Hace 22 años -se dice pronto- el Congreso norteamericano votó por una mayoría abrumadora, casi soviética, reconocer a Jerusalén como capital del Estado de Israel.
Es solo que la ley incluía una cláusula que permitía al presidente retrasar el momento de tal reconocimiento oficial, y en más de dos décadas se ha ido atrasando una y otra vez, hasta hoy.
A esta situación imposible que regularmente estalla en dramática violencia, es a lo que los expertos de sofá llaman ‘equilibrio mundial’. Sin ironía.
El equilibrio del que hablan los medios se refiere al hecho de que Jerusalén cae en los Territorios Ocupados, es decir, en Cisjordania, el territorio palestino entonces anexionado por Jordania que los israelíes invadieron tras la última guerra en la que una coalición de países árabes intentó echarlos al mar, un mal hábito del que parecen estar curándose.
El caso es que, desde entonces, Israel ha mantenido la ocupación sin anexionarse el territorio, mientras que ha expulsado a todos los judíos del segundo territorio palestino, Gaza, y le permite un amplio aunque inestable autogobierno.
Pero sí se anexionó la mitad árabe de la ciudad, Jerusalén Este, nombrando al conjunto «capital eterna e indivisible» del Estado de Israel.
A pesar de todo, impide el acceso de los judíos a los lugares santos del Islam -la mezquita de Al Aqsa, en el Monte del Templo- y respeta su ‘status’ internacional, si bien no al gusto de Naciones Unidas.
Esta situación ha provocado la continuidad del ‘conflicto’ entre israelíes y palestinos, en los que estos últimos van perdiendo, entre otras cosas porque, a diferencia de los judíos, nunca aceptaron la partición acordada por los británicos y refrendada por la ONU.
La Autoridad Palestina, el organismo que gobierna precariamente Cisjordania con cierto grado de autonomía, lo hace desde Nablús, pero también ha nombrado Jerusalén como capital palestina, un brindis al sol.
Desde que existe el conflicto de marras -es decir, desde que existe el Estado de Israel- apenas ha habido líder con ínfulas internacionalistas que no haya pergeñado su propio plan de paz para la zona.
Y a este disparatado estado de cosas, a este conflicto eterno, a esta situación imposible que regularmente estalla en dramática violencia, es a lo que los expertos de sofá llaman ‘equilibrio mundial’. Sin ironía.
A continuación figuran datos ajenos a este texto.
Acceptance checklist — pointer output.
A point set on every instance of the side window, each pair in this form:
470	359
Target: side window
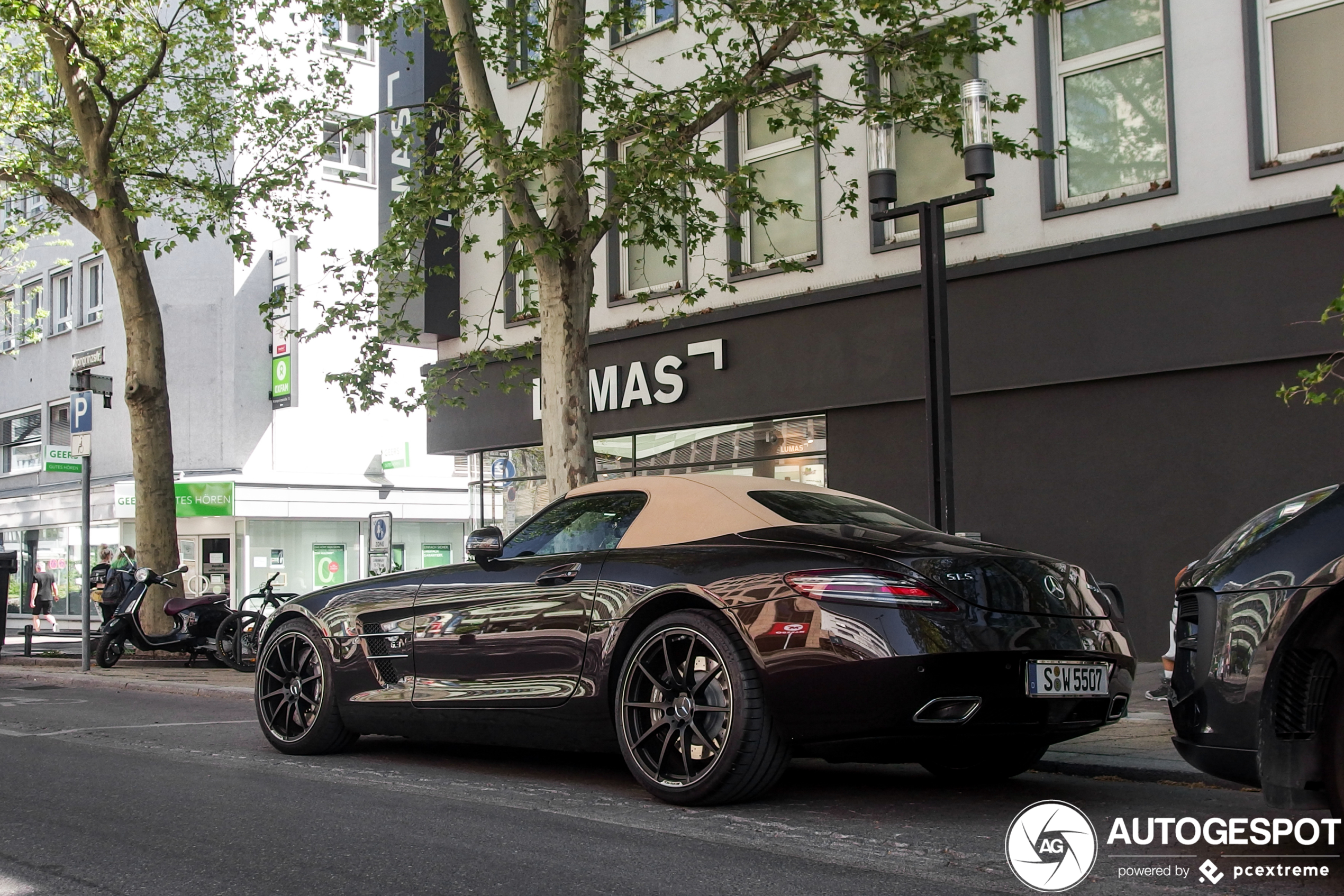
592	523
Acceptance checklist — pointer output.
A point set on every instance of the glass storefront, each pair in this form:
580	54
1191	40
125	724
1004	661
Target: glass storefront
316	554
510	486
58	548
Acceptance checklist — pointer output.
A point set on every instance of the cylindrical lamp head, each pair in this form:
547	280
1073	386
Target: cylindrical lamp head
882	163
977	130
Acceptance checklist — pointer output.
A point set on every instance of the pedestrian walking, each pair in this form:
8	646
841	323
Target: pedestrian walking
98	582
41	596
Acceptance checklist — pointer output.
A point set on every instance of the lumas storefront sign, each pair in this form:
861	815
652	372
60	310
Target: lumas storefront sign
612	390
194	499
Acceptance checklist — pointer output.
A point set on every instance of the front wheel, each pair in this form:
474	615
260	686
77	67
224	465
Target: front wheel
691	714
296	695
112	646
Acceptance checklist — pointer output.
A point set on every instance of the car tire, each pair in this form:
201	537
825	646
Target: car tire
691	714
1332	745
296	696
971	767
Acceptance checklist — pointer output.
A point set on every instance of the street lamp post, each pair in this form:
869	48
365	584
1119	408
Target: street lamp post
979	159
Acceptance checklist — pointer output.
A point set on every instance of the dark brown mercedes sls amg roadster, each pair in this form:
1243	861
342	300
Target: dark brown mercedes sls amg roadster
710	628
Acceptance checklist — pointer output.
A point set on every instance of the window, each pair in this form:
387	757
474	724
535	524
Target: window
593	523
346	153
1301	74
58	424
644	15
812	508
62	303
8	322
21	442
527	36
1109	61
346	38
647	269
928	167
787	170
93	290
30	305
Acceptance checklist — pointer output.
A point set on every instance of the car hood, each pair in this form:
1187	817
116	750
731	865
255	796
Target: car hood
987	575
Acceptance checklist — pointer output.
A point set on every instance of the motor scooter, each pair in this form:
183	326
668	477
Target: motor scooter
195	620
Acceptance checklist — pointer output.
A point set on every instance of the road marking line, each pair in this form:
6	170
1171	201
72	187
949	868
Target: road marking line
158	725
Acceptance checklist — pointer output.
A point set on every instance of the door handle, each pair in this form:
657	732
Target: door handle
559	575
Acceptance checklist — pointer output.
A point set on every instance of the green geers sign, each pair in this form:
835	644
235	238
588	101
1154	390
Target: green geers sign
205	499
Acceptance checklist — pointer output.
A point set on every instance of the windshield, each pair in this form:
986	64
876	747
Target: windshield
1264	523
835	509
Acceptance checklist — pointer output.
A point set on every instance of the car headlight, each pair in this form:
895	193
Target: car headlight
869	588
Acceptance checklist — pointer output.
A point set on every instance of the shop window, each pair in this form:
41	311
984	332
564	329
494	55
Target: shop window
1301	71
647	269
643	16
787	164
1109	100
346	155
58	424
21	442
92	278
928	167
346	38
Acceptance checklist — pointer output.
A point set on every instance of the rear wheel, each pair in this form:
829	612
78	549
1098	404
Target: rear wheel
691	714
112	646
295	695
995	763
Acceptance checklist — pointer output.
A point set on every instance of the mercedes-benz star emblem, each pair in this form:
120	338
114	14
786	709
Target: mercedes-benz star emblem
1051	847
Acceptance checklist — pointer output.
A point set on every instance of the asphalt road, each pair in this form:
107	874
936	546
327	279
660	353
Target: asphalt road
111	792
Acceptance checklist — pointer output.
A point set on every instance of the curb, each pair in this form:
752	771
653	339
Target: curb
95	680
1135	773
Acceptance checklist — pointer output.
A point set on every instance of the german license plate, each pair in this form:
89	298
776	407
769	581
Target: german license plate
1068	679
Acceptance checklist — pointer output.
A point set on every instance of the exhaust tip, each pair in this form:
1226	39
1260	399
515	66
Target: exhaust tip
948	710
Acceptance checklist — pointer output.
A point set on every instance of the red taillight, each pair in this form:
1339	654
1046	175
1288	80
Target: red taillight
867	586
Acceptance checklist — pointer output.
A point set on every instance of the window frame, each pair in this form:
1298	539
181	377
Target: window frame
86	265
6	448
370	153
362	51
619	292
22	305
1051	116
735	158
878	230
68	323
650	28
1261	103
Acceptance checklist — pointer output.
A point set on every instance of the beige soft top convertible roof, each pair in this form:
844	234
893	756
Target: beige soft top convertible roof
701	506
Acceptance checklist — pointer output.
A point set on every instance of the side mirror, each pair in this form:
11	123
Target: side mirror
486	544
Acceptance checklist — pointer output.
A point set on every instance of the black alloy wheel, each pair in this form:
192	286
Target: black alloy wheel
983	763
112	646
691	714
295	700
Detrás de los palestinos estuvo en su día todo el mundo musulmán, todo el mundo árabe, la poderosa Unión Soviética y la izquierda radical paniaguada. Por eso se mantenía.
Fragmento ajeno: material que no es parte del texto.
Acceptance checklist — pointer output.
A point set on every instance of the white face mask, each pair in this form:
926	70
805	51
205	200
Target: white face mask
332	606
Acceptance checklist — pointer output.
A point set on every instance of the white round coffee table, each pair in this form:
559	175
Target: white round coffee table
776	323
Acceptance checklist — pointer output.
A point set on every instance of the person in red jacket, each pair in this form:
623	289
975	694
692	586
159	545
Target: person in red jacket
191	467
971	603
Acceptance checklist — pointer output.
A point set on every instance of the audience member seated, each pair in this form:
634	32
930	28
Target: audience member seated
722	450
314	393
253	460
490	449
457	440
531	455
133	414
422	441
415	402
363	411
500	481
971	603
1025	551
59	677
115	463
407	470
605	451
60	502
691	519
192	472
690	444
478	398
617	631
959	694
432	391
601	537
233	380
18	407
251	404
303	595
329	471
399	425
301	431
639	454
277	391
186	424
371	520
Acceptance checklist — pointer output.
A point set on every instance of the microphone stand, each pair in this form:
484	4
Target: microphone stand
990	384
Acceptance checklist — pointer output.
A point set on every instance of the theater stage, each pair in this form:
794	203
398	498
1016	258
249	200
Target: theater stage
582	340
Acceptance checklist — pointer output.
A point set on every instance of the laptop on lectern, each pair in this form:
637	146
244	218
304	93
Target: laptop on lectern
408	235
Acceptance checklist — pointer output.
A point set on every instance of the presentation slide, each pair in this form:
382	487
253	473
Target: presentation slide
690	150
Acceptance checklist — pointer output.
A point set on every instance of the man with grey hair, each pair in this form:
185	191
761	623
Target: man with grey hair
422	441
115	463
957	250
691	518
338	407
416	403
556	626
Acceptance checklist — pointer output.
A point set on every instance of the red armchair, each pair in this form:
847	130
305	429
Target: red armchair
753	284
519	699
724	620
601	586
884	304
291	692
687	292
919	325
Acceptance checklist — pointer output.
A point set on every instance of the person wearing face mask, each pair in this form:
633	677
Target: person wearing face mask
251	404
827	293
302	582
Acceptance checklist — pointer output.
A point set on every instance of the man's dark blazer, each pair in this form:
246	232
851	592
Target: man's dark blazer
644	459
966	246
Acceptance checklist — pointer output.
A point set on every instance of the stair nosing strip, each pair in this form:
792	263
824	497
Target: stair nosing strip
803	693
Pero desde que se planteó han pasado muchas cosas. Ese famoso ‘equilibrio’ ha cambiado por completo.
Israel, sin más, no es ya ‘arrojable’ al mar, y no solo porque es una potencia nuclear con un ejército poderoso y avezado en el combate; también, desde un punto de vista de la legitimidad, porque ya no es mayoritariamente tierra de inmigración.
Israel ha dejado de ser un ‘experimento’; a la abrumadora mayoría de los judíos de Israel no hay dónde ‘devolverles’, porque han nacido allí, esa es la única patria que conocen.
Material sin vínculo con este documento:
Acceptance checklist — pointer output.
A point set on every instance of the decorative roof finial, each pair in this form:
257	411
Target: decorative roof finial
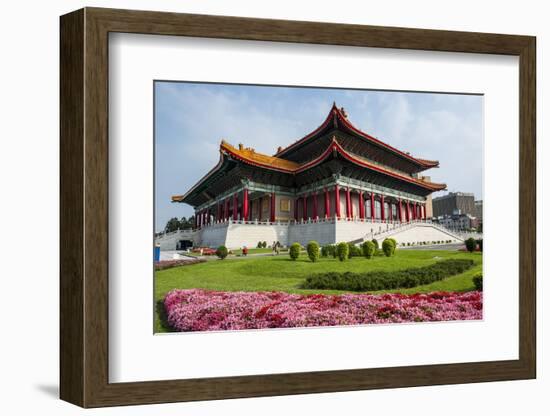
344	112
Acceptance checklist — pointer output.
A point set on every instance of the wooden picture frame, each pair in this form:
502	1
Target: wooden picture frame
84	207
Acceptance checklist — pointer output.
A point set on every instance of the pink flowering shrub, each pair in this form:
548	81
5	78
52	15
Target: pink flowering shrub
202	310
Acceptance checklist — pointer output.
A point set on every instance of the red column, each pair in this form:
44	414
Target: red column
226	209
337	201
348	203
361	206
372	207
327	204
272	208
235	206
315	207
399	211
245	204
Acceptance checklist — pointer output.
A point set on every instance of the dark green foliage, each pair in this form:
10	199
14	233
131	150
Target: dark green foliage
294	250
478	281
384	280
388	247
221	252
394	241
470	244
328	251
313	250
342	251
174	224
480	244
354	251
368	249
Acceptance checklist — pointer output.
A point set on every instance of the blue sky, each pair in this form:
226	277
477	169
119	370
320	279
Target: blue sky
192	118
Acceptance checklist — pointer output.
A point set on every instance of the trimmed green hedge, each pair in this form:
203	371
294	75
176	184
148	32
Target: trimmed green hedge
313	250
368	249
294	251
384	280
342	251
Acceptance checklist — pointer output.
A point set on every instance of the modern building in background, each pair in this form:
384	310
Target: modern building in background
335	184
479	210
454	203
458	222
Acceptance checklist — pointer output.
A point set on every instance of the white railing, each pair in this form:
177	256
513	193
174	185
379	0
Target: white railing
300	221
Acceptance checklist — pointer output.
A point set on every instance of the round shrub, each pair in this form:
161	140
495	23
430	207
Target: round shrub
328	250
354	251
394	242
368	249
387	247
313	250
470	244
294	251
478	281
342	250
221	252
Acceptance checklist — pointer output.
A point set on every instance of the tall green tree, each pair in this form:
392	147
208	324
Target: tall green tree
173	224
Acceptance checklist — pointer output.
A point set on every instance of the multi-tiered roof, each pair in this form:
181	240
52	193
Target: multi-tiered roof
335	147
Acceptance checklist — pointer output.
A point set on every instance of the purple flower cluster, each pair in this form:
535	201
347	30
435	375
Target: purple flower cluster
202	310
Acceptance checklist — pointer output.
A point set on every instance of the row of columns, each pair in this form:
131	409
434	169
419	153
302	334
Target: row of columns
406	210
230	208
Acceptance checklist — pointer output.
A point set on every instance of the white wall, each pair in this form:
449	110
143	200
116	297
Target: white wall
29	167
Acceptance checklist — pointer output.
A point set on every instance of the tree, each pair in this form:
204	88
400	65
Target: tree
173	224
221	252
368	249
388	247
313	251
342	249
294	251
470	244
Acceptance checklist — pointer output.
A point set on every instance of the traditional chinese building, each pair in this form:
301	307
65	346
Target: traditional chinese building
337	183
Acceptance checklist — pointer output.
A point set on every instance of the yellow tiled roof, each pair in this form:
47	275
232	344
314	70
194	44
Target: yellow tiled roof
251	155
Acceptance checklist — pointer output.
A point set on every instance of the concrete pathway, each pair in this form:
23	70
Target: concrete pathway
447	247
174	255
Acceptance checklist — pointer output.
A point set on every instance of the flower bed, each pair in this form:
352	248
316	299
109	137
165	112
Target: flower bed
201	310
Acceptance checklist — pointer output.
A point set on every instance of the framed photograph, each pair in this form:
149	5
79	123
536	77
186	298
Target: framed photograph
244	199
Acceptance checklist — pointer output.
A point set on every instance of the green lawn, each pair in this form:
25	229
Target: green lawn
279	273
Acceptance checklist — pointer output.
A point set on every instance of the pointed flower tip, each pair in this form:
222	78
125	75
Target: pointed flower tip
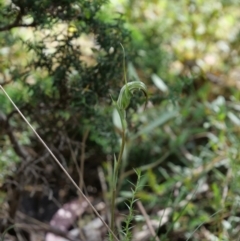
125	95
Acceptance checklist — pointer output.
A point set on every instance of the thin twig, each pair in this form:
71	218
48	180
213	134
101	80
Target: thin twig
148	221
60	165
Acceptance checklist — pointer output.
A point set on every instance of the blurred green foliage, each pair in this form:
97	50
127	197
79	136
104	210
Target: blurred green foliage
63	67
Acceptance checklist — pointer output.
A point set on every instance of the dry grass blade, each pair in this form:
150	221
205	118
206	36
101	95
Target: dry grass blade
60	165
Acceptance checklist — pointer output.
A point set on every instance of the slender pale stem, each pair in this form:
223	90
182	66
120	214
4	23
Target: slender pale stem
60	165
115	178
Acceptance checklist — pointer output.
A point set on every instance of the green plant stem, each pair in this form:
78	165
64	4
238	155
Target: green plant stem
115	178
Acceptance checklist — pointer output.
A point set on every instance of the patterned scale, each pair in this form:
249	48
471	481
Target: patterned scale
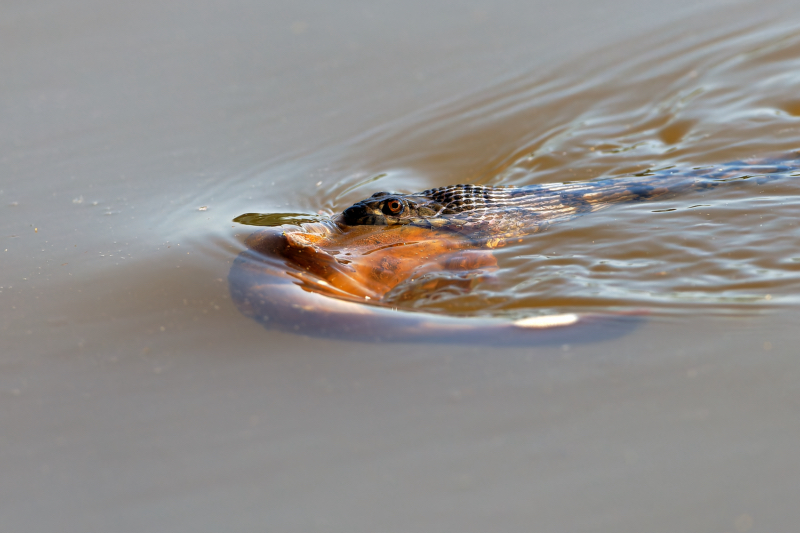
484	212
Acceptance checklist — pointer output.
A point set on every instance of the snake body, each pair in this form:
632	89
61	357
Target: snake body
497	212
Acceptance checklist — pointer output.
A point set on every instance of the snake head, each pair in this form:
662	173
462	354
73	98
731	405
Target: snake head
386	209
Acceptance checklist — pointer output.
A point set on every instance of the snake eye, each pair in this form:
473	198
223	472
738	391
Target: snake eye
393	206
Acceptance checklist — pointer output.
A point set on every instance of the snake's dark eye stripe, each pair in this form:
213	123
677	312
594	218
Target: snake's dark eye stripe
393	206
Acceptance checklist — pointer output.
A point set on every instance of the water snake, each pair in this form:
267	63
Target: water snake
316	278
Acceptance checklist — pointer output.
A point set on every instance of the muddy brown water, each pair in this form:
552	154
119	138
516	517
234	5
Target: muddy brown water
134	396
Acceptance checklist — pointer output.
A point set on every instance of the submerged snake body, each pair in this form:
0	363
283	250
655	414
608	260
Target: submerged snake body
484	212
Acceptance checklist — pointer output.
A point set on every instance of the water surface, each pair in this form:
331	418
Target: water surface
134	397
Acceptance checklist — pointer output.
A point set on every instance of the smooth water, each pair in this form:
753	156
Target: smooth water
134	397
Ya no son trasplantes polacos, alemanes, egipcios, iraníes… Son israelíes, hijos de israelíes y, con frecuencia, nietos de israelíes. El hebreo es su idioma. Y Jerusalén, su capital.
La Unión Soviética no existe desde hace décadas, y su sucesor, Rusia, sonríe a Israel y negocia con él. Los países árabes, por su parte, se han cansado de perder guerras, y la teórica solidaridad con los ‘hermanos’ palestinos se ha enfriado hasta el punto de congelación.
Queda Irán, pero ¿quién va a hacer caso de Irán, el malo de la película geopolítica desde hace décadas?
Del panarabismo de Nasser y compañeros mártires no quedan ni reliquias, y lo que ahora ocupa a las grandes potencias árabes del Golfo es su rivalidad con el campeón del chiísmo, Irán.
Y precisamente un aliado de Irán y guerrilla chií, Hezbolá, es el grupo que trae a mal traer tanto a Israel como a los árabes del Golfo. Eso ha acercado a las petromonarquías a Israel, además de la común alianza con Estados Unidos, y si hasta ahora esta simpatía era de tapadillo y se ocultaba como un amor culpable, está ya saliendo a la luz sin tapujos.
Queda Irán, pero ¿quién va a hacer caso de Irán, el malo de la película geopolítica desde hace décadas?
Y el perroflautaje universal, pero esos, sin los apoyos necesarios, son un perro de ladrido tan irritante como es inofensivo su mordisco.